Logo der Interkulturellen Woche 2021
Das offizielle Logo der Interkulturellen Woche 2021: #offen geht

Die Interkulturellen Wochen Schwerin beginnen am Caritas-
Sonntag, 12. September. Bestimmt ein Zufall, aber es waren immer schon viele Caritas-Einrichtungen, die sich beteiligen. Warum ist das so? 

Die Eröffnung der interkulturellen Wochen und der Caritas-Sonntag liegen zeitlich immer im September. Und oft überschneiden sie sich. Aber das ist nebensächlich, denn inhaltlich gibt es eine große Schnittmenge. Caritas, Migration, Integration, Inklusion – das sind keine Schlagworte. Das alles gehört zusammen, weil die Würde des Menschen nicht an irgendwelchen Ländergrenzen Halt macht. 
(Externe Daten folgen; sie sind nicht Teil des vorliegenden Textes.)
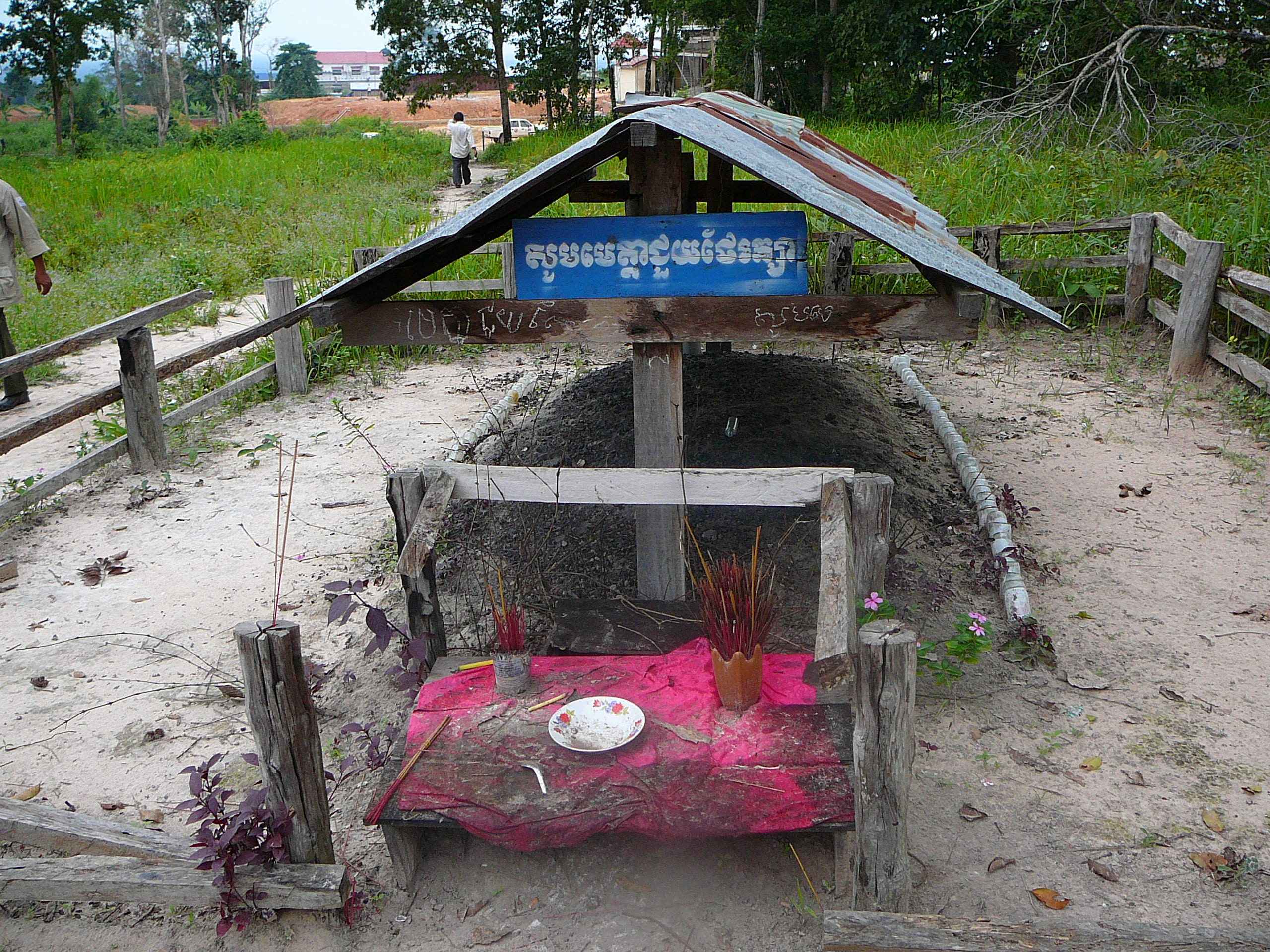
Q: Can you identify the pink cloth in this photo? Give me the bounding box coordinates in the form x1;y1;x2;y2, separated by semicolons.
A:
397;639;855;850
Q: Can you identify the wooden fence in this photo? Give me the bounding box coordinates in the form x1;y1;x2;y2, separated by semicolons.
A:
0;218;1270;526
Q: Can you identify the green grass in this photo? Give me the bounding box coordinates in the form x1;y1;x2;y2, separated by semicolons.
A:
0;123;448;357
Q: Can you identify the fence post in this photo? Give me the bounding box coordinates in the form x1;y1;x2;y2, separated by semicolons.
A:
970;225;1001;327
234;621;335;863
1168;241;1225;379
387;470;447;670
824;231;856;295
852;621;917;913
118;327;168;472
1124;212;1156;324
264;278;309;394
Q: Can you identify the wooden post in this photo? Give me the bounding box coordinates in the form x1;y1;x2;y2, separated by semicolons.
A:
970;225;1001;327
1124;212;1156;324
234;621;335;863
498;241;515;301
824;231;856;295
816;480;860;661
626;130;687;601
852;621;917;913
118;327;168;472
387;470;446;670
264;278;309;394
1168;241;1225;379
851;472;895;598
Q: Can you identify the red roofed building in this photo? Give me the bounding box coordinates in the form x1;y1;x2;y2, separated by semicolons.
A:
318;51;392;97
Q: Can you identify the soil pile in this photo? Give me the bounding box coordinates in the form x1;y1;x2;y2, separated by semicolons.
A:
438;352;966;640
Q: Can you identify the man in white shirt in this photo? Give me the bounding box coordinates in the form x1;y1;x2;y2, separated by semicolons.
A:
0;181;54;411
446;113;476;188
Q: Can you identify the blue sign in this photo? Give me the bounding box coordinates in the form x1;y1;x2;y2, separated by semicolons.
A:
512;212;807;299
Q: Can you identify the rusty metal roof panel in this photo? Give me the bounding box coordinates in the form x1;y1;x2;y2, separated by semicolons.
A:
310;91;1066;329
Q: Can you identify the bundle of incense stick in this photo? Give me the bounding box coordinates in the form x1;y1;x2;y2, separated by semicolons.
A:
362;714;453;827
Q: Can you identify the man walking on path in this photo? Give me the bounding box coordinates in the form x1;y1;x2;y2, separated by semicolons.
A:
0;180;54;411
446;113;476;188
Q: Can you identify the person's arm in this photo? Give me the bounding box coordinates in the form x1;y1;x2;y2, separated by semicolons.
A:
30;254;54;295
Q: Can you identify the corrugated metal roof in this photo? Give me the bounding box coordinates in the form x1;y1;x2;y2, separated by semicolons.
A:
309;93;1066;329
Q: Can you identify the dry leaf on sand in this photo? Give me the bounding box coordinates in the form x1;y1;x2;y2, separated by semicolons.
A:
1032;889;1072;909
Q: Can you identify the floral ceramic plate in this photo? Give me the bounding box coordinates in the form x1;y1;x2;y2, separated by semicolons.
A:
547;697;644;754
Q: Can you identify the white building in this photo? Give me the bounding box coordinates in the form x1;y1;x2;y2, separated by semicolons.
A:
318;52;392;97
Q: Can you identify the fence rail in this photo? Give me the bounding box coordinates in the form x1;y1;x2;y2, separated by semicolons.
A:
0;212;1270;524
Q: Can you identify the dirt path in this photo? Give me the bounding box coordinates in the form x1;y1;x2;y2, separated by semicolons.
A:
0;334;1270;952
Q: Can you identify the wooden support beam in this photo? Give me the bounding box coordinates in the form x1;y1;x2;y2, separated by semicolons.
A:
823;909;1270;952
340;295;978;345
816;478;860;676
1124;212;1156;324
0;288;212;377
234;619;335;863
397;470;454;578
387;467;447;670
852;621;917;913
264;278;309;394
439;462;863;510
850;472;895;598
824;231;853;296
0;855;351;910
1168;241;1225;379
118;327;168;472
0;798;194;861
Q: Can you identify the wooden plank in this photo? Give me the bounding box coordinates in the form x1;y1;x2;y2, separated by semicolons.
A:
1156;212;1198;254
386;467;447;670
1215;288;1270;334
1168;241;1225;379
816;478;860;665
852;621;917;913
1222;264;1270;295
850;472;895;598
550;599;701;655
0;288;212;377
824;231;853;296
234;619;335;863
823;909;1270;952
434;463;856;510
397;471;454;576
1124;212;1156;324
0;798;193;861
118;327;168;472
0;855;349;910
264;278;309;394
340;295;977;345
1150;255;1186;282
569;178;801;204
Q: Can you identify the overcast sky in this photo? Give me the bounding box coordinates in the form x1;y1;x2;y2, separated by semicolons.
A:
253;0;383;71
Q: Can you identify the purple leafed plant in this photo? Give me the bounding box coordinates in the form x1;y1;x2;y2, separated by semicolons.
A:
322;579;428;691
177;754;291;938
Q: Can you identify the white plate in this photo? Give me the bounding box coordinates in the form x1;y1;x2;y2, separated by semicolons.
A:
547;697;644;754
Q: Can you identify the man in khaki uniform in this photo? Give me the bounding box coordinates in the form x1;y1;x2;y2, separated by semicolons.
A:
0;180;54;411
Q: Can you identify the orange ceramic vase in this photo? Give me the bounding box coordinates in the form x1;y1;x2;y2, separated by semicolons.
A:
710;648;763;711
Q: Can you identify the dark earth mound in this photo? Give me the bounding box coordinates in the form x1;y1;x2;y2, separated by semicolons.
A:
438;352;969;642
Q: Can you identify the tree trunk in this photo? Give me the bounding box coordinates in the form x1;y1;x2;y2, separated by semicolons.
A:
821;0;838;113
755;0;767;103
111;32;128;129
489;0;512;142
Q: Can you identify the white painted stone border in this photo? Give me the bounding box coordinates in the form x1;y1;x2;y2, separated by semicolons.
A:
890;354;1031;619
446;371;538;463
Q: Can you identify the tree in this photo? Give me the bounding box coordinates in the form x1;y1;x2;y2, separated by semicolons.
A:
273;43;321;99
357;0;513;142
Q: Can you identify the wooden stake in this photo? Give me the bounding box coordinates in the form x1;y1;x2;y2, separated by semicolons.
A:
234;621;335;863
852;621;917;913
118;327;168;472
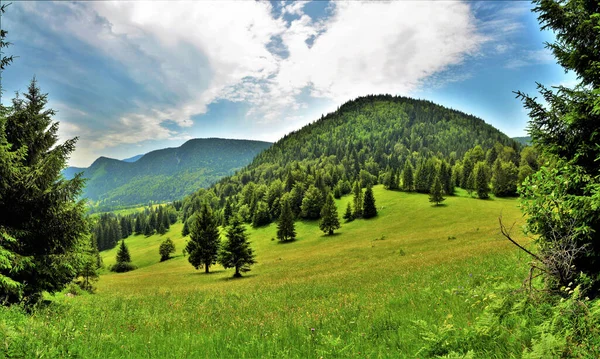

Seit mehr als 30 Jahren gibt es diese Woche. Sind die Kulturen in der Stadt in dieser Zeit einander nähergekommen? 

Das denke ich schon. Beleg dafür ist ja zum Beispiel, dass wir die offenen Diskussionsforen oder den Tag der Begegnung in diesem Jahr in einen so genannten „sozialen Brennpunkt“ verlegt haben. „So genannt“ sage ich deshalb, weil dieses Klischee überhaupt nicht stimmt. Wenn man sich auf die Menschen, die hier leben, unbefangen einlässt, wird man das sehr schnell in Erfahrung bringen. Und wir gehen bewusst in säkularisierte Räume und in die Öffentlichkeit, weil Religion mit ihrer Botschaft der Annahme, der Toleranz und Hoffnung in die Mitte der Gesellschaft gehört. Übrigens kommen sich so nicht nur die Religionen näher. Am spannendsten sind mitunter die Gespräche mit Menschen, die meinen, nicht glauben zu können. 

Sind die Religionen in diesem Miteinander eher etwas Verbindendes – oder trennen sie die Menschen eher?  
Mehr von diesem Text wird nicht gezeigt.